From the first reading from 2 Kings, I understand that God loves and protects Jerusalem and Israel. On the other hand, I find the violent defense (really offense) and horrific massacre difficult to reconcile with the nonviolent Jesus I encounter through much of the Gospels.
I find a similar dissonance between the generally welcoming, inclusive message of Jesus with these passages from Matthew 7 that emphasize challenges and exclusivity. (What I do not understand liturgically is why verses 7-11 of Matthew 7 are omitted. The passage “seek and you will find; knock and the door will be opened to you” strikes me as far more welcoming and inclusive than the chosen passages. But I realize these were decisions made long ago and not capriciously chosen today.) Even so, I appreciate the direct, harsh reminder that everything is not “warm and fuzzy” in our faith journeys. Evil does exist. We must seek justice, sacrifice, appreciate holiness, risk harm and sometimes even death.
Does the “golden rule” of verse 12, “Do to others whatever you would have them do to you” offer us some insight?
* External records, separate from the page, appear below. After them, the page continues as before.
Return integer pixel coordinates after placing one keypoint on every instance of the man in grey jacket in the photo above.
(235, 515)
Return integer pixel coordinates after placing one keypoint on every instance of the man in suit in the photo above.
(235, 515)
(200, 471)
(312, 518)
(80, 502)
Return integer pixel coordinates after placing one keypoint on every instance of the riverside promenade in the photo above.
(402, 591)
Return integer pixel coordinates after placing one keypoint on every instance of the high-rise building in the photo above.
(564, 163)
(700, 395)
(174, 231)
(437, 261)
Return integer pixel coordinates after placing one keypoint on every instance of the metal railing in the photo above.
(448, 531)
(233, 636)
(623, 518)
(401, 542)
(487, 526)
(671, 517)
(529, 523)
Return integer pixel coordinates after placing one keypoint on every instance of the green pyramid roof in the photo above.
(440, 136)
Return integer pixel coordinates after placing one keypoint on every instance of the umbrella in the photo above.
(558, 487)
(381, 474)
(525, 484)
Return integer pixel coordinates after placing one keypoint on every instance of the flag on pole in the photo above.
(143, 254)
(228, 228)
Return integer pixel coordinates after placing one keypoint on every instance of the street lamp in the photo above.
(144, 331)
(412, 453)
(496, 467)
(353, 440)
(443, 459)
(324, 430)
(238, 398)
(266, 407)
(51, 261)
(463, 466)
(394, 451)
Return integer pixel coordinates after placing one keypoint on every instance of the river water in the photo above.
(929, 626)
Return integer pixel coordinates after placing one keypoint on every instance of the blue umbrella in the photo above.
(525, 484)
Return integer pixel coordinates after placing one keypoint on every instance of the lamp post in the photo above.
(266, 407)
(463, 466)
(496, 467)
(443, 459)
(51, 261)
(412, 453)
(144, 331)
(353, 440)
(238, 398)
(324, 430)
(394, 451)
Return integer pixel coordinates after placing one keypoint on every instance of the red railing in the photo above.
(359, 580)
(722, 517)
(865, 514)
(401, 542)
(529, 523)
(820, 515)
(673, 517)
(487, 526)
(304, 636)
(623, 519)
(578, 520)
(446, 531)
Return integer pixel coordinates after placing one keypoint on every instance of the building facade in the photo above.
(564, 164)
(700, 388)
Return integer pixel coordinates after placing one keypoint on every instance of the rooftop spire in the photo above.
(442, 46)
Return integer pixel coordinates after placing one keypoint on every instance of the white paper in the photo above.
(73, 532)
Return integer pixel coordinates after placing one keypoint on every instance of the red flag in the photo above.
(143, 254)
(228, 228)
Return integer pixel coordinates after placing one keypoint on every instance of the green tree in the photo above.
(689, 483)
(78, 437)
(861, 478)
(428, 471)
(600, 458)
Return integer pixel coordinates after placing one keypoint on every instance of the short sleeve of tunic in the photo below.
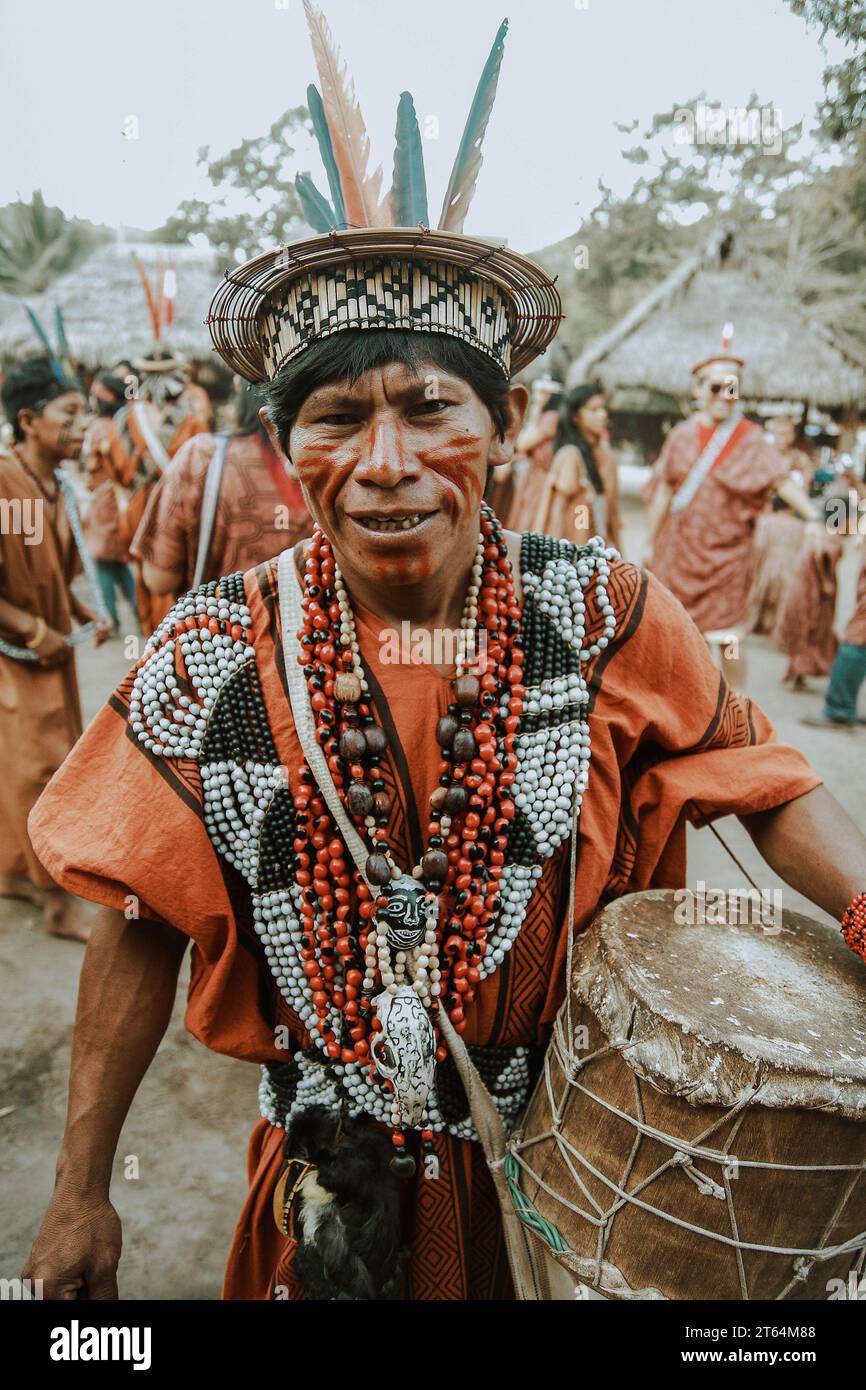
(683, 742)
(171, 516)
(125, 819)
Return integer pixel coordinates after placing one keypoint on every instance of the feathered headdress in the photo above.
(159, 296)
(726, 355)
(377, 263)
(63, 364)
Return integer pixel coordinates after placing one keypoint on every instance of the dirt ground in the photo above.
(189, 1123)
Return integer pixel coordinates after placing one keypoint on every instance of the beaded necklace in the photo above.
(399, 947)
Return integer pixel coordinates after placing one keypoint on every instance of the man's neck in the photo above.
(435, 602)
(36, 459)
(423, 605)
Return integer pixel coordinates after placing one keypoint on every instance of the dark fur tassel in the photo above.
(348, 1211)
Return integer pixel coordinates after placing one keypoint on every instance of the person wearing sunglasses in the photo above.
(713, 478)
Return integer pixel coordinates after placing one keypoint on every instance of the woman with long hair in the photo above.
(581, 496)
(224, 503)
(520, 499)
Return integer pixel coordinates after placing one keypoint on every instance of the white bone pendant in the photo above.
(405, 1051)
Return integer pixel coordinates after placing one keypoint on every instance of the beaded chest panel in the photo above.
(217, 716)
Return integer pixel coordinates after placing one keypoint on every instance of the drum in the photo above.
(698, 1129)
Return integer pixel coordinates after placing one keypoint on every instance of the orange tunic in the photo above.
(670, 742)
(260, 510)
(39, 708)
(704, 553)
(855, 628)
(527, 496)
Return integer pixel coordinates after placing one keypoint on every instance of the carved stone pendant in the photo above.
(407, 911)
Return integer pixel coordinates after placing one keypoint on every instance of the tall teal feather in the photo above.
(464, 174)
(60, 328)
(56, 364)
(325, 149)
(409, 188)
(316, 206)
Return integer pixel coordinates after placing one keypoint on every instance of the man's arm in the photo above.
(160, 580)
(125, 997)
(24, 626)
(656, 513)
(815, 847)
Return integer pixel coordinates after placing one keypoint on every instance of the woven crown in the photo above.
(376, 264)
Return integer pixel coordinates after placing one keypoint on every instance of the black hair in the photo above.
(106, 409)
(349, 353)
(569, 432)
(249, 402)
(29, 387)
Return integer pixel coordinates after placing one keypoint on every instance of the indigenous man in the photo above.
(848, 670)
(373, 859)
(713, 478)
(223, 505)
(103, 517)
(146, 434)
(39, 708)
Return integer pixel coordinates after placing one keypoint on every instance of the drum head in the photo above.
(711, 1009)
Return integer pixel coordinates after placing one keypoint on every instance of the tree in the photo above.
(255, 202)
(844, 107)
(38, 243)
(699, 167)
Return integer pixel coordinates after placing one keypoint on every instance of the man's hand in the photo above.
(104, 628)
(78, 1248)
(53, 651)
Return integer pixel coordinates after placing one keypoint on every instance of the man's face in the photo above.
(59, 427)
(394, 467)
(717, 391)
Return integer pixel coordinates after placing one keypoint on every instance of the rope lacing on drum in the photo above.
(683, 1155)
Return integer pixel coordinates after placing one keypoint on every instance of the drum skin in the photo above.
(745, 1041)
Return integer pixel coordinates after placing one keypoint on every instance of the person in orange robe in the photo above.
(711, 483)
(535, 444)
(39, 705)
(121, 823)
(848, 670)
(779, 535)
(581, 494)
(260, 509)
(146, 434)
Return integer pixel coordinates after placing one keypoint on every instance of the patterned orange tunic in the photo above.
(704, 553)
(670, 742)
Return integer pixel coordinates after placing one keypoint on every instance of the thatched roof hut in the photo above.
(788, 357)
(104, 309)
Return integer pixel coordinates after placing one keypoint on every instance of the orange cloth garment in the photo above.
(39, 708)
(855, 628)
(669, 741)
(704, 553)
(259, 510)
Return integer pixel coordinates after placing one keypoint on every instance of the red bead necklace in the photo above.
(470, 811)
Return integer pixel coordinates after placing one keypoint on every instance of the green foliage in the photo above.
(255, 199)
(844, 107)
(790, 209)
(38, 243)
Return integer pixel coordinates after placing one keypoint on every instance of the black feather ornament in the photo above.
(348, 1208)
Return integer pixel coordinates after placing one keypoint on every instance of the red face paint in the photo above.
(395, 460)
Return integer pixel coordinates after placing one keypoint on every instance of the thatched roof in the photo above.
(680, 321)
(103, 305)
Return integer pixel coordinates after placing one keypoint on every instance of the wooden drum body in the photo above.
(702, 1136)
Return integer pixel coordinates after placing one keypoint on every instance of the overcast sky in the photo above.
(214, 71)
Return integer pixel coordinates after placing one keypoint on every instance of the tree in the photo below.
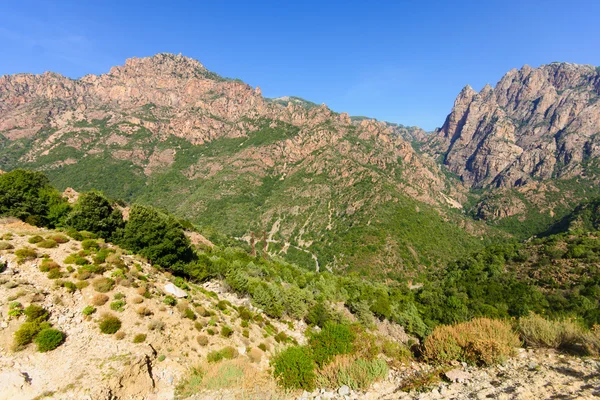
(28, 195)
(157, 236)
(94, 213)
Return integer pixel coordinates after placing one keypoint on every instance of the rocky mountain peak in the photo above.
(536, 123)
(162, 64)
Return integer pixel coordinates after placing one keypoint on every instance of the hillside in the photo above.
(528, 146)
(329, 191)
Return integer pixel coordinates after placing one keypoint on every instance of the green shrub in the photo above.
(90, 244)
(99, 299)
(47, 244)
(202, 340)
(25, 254)
(117, 305)
(294, 369)
(188, 313)
(481, 341)
(244, 313)
(333, 339)
(110, 324)
(27, 332)
(356, 373)
(35, 239)
(49, 339)
(139, 338)
(60, 239)
(36, 313)
(170, 300)
(227, 353)
(54, 274)
(89, 310)
(103, 284)
(15, 309)
(6, 246)
(226, 331)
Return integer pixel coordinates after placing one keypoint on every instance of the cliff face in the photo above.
(537, 123)
(165, 130)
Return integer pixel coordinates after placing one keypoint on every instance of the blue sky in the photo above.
(400, 61)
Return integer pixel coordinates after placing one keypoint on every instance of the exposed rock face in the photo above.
(537, 123)
(217, 152)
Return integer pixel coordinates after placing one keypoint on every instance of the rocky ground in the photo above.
(92, 365)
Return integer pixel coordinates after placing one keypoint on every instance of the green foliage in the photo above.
(29, 196)
(36, 313)
(139, 338)
(226, 331)
(89, 310)
(35, 239)
(333, 339)
(94, 213)
(170, 300)
(27, 332)
(109, 324)
(157, 236)
(49, 339)
(227, 353)
(103, 284)
(117, 305)
(293, 369)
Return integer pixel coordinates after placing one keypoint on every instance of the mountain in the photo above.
(325, 189)
(531, 144)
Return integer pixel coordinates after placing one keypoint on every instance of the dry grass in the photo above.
(99, 299)
(565, 335)
(481, 341)
(356, 373)
(241, 376)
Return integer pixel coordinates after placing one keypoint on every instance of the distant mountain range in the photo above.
(326, 189)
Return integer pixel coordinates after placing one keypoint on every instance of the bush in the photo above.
(36, 313)
(47, 244)
(110, 324)
(35, 239)
(103, 284)
(99, 299)
(89, 310)
(227, 353)
(481, 341)
(226, 331)
(117, 305)
(27, 332)
(143, 311)
(539, 332)
(90, 244)
(170, 300)
(49, 339)
(293, 369)
(202, 340)
(356, 373)
(139, 338)
(25, 254)
(333, 339)
(188, 313)
(6, 246)
(60, 239)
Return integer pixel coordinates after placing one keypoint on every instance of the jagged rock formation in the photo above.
(537, 123)
(166, 130)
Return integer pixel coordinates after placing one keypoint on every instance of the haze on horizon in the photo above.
(393, 61)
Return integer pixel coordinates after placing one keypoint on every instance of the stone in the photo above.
(457, 375)
(344, 390)
(171, 289)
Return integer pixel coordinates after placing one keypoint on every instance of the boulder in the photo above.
(175, 291)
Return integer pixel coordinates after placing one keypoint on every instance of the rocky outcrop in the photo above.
(537, 123)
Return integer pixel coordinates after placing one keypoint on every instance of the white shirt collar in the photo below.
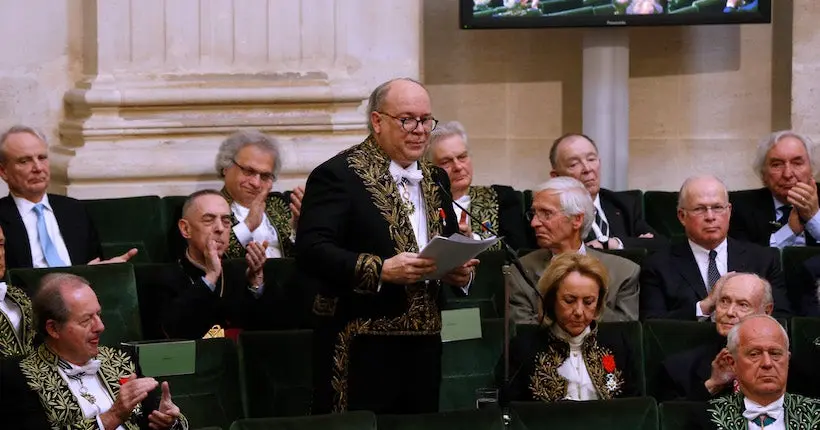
(25, 206)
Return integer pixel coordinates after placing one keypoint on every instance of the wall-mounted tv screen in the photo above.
(477, 14)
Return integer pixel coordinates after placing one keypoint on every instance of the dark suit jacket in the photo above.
(534, 340)
(185, 308)
(624, 215)
(76, 227)
(671, 284)
(686, 372)
(752, 217)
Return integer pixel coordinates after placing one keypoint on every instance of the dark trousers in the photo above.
(385, 374)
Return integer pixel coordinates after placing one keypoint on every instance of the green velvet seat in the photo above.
(637, 413)
(661, 212)
(636, 255)
(130, 222)
(116, 291)
(171, 213)
(481, 419)
(210, 397)
(677, 415)
(663, 338)
(797, 278)
(470, 364)
(275, 370)
(357, 420)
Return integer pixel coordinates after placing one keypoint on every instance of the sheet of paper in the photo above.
(451, 252)
(460, 324)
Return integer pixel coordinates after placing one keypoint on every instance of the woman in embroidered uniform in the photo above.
(566, 358)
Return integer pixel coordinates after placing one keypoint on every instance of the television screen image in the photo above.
(573, 13)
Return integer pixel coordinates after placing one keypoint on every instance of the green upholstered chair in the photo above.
(171, 213)
(487, 290)
(275, 369)
(795, 275)
(116, 291)
(636, 255)
(661, 212)
(130, 222)
(475, 419)
(210, 396)
(804, 336)
(677, 415)
(470, 364)
(637, 413)
(663, 338)
(356, 420)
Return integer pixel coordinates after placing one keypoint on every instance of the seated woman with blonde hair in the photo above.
(566, 358)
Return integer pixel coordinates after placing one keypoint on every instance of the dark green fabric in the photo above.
(116, 291)
(470, 364)
(662, 338)
(210, 397)
(796, 277)
(636, 255)
(487, 290)
(482, 419)
(130, 222)
(661, 212)
(637, 413)
(276, 372)
(357, 420)
(171, 213)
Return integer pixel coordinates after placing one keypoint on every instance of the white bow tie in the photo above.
(774, 410)
(89, 368)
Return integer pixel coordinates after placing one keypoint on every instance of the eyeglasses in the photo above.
(250, 173)
(701, 211)
(428, 123)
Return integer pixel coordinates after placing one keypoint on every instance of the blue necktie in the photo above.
(49, 250)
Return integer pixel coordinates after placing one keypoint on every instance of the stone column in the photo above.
(167, 80)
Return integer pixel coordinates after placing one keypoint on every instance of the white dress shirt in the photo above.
(785, 236)
(265, 232)
(574, 370)
(95, 387)
(10, 309)
(774, 410)
(26, 209)
(418, 219)
(702, 259)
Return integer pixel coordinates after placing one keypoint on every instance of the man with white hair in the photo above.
(497, 206)
(676, 283)
(561, 216)
(704, 372)
(785, 211)
(759, 357)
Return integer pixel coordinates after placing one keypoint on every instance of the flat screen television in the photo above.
(480, 14)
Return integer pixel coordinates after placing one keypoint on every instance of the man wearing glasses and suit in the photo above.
(250, 161)
(677, 283)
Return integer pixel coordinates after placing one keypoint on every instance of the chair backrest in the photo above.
(467, 365)
(663, 338)
(171, 213)
(474, 419)
(116, 291)
(130, 222)
(210, 396)
(276, 373)
(661, 212)
(356, 420)
(635, 413)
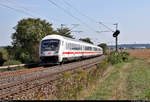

Killing does not seem to follow this “Law and the Prophets,” but being on the side of vulnerable, marginalized Jerusalem does. Perhaps we need to help others to navigate the narrow road and gate to life, forgiveness, justice, and love – just as we would hope they would do for us.
God, grant us insight, patience, and generosity as we seek to love others as you have loved us and do unto others as we would have them do unto us.